Nous sommes évidemment obligés de nous interroger sur une question d’ordre macroéconomique : quels seront les effets de ces dispositifs d’épargne sur la croissance économique ? La France est en effet un pays où l’épargne des ménages est très importante, notamment chez les retraités et les actifs âgés de plus de 40 ans. Avec ce titre V ter, nous courons le risque d’un développement complémentaire de cette épargne qui pèsera sur la croissance, à moins qu’il ne s’agisse de recycler – le but de la manœuvre est là – une partie de cette épargne accumulée, ou encore d’en modifier l’affectation, c’est-à-dire de pomper cette épargne pour asseoir les fonds propres des entreprises.
Le recyclage des primes d’assurance vie, la vidange de l’épargne logement, la décollecte du livret A sont autant d’objectifs visés à travers ce titre. À moins, bien entendu, qu’il ne s’agisse plus prosaïquement d’engager de nouvelles masses financières sur les marchés boursiers ! Nous aurons l’occasion d’y revenir.
Comme l’expérience des plans d’épargne pour la retraite collectifs, les PERCO, n’est pas nécessairement concluante – vous ne l’avez pas dit, madame Debré, vous n’avez mentionné que leur montée en puissance –, surtout depuis les ébranlements de l’été 2008, nous ne pouvons que nous intéresser de très près aux amendements qui vont maintenant être discutés. Nous défendrons nos positions, argument contre argument ! (Très bien ! et applaudissements sur les travées du groupe CRC-SPG et du groupe socialiste.)

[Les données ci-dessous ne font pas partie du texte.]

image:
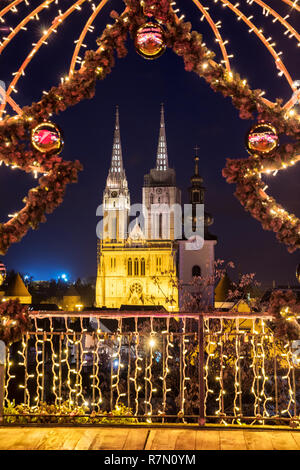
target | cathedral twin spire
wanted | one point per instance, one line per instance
(162, 152)
(116, 167)
(116, 171)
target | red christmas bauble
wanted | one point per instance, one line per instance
(150, 41)
(46, 138)
(262, 139)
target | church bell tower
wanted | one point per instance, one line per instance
(160, 192)
(116, 198)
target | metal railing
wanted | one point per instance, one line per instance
(150, 367)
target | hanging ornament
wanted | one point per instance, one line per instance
(2, 273)
(262, 139)
(46, 138)
(298, 272)
(150, 41)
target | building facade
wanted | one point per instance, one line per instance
(146, 264)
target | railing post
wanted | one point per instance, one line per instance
(2, 373)
(201, 370)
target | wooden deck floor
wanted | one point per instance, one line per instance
(111, 438)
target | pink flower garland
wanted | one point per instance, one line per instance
(14, 321)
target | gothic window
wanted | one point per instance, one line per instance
(136, 267)
(160, 226)
(129, 267)
(196, 271)
(143, 267)
(196, 196)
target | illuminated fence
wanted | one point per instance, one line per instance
(96, 367)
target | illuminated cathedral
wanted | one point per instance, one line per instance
(144, 263)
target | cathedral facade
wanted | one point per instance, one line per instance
(144, 262)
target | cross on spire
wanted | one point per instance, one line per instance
(116, 167)
(196, 160)
(162, 152)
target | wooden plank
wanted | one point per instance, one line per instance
(110, 439)
(150, 439)
(162, 439)
(186, 440)
(53, 439)
(87, 439)
(283, 440)
(208, 439)
(27, 439)
(8, 438)
(71, 438)
(136, 439)
(258, 440)
(296, 436)
(232, 440)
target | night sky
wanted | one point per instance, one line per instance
(194, 114)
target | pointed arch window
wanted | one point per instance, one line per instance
(136, 267)
(143, 267)
(196, 271)
(129, 267)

M. le président. La parole est à M. Jacques Muller, sur l’article.
M. Jacques Muller. Il convient de resituer dans leur contexte les dispositions de cet article 32 bis C. Je dénonce ici les fondements de ce projet de loi, car ils traduisent en fait une vision archaïque de l’économie d’aujourd’hui et la volonté politique inavouée de sauver les riches !

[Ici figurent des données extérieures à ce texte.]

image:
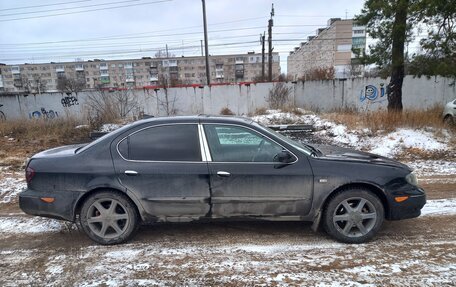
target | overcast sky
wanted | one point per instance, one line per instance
(142, 27)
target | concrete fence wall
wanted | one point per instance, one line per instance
(361, 94)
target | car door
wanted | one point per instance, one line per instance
(246, 179)
(162, 166)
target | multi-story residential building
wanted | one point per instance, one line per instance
(136, 73)
(331, 47)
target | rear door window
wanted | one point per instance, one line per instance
(228, 143)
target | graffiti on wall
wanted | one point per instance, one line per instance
(372, 93)
(69, 101)
(2, 115)
(43, 114)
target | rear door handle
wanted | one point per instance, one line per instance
(223, 174)
(131, 172)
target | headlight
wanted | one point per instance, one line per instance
(412, 179)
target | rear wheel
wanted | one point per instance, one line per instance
(353, 216)
(449, 121)
(108, 217)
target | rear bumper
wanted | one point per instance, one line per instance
(409, 208)
(62, 208)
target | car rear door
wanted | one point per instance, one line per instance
(247, 181)
(163, 167)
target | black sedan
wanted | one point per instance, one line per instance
(180, 169)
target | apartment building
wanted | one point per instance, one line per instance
(135, 73)
(332, 46)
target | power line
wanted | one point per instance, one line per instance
(135, 37)
(114, 52)
(90, 10)
(72, 47)
(44, 5)
(68, 8)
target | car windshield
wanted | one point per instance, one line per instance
(308, 150)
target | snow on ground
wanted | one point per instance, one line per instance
(440, 207)
(389, 145)
(109, 127)
(28, 224)
(23, 224)
(433, 167)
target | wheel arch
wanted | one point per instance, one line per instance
(361, 185)
(81, 199)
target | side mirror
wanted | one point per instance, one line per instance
(284, 157)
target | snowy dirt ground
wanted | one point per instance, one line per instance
(416, 252)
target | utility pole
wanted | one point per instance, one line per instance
(202, 53)
(206, 49)
(270, 24)
(262, 56)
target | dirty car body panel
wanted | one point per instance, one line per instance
(176, 169)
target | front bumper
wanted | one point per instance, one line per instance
(409, 208)
(62, 208)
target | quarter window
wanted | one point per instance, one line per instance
(238, 144)
(163, 143)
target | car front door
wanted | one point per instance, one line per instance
(247, 180)
(162, 166)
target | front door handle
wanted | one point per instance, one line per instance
(131, 172)
(223, 174)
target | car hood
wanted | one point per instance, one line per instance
(346, 154)
(59, 151)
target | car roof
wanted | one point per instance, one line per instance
(202, 118)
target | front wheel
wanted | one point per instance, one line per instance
(353, 216)
(108, 217)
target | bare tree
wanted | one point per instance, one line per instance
(166, 103)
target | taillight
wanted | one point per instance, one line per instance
(29, 174)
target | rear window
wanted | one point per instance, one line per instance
(163, 143)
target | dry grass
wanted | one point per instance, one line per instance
(382, 120)
(23, 138)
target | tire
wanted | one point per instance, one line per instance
(353, 216)
(109, 218)
(449, 121)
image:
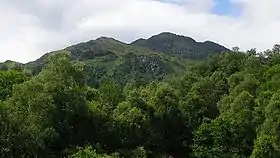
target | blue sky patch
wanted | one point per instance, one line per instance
(226, 8)
(221, 7)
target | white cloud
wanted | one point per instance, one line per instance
(30, 28)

En effet, accentuation du déséquilibre entre actifs et inactifs oblige, la refondation nécessaire de notre système de retraites par répartition, élaboré consensuellement par le Conseil national de la Résistance, ne saurait faire fi d’une réalité macroéconomique structurelle, à savoir l’envolée historique des dividendes versés aux actionnaires. Autrement dit, la nécessaire solidarité intergénérationnelle ne peut plus reposer sur la seule taxation du travail.
Permettez-moi de m’appuyer sur un certain nombre de données chiffrées tirées des comptes de la Nation, établis par une institution incontestée, l’INSEE.
Sur la longue période, la progression du salaire mensuel net moyen, inflation déduite, est restée modeste : entre 1970 et aujourd’hui, il est passé de 1 850 euros à 2 200 euros, soit une augmentation de 14 % du pouvoir d’achat en quarante ans, ou de 0,4 % par an. Ces chiffres moyens ne doivent pas occulter une explosion des inégalités salariales, entraînée par la dérégulation systématique du marché du travail. En effet, le néolibéralisme a sévi, multipliant les emplois précaires, les contrats à durée déterminée, l’intérim, le temps partiel non choisi et, le plus souvent, mal payé.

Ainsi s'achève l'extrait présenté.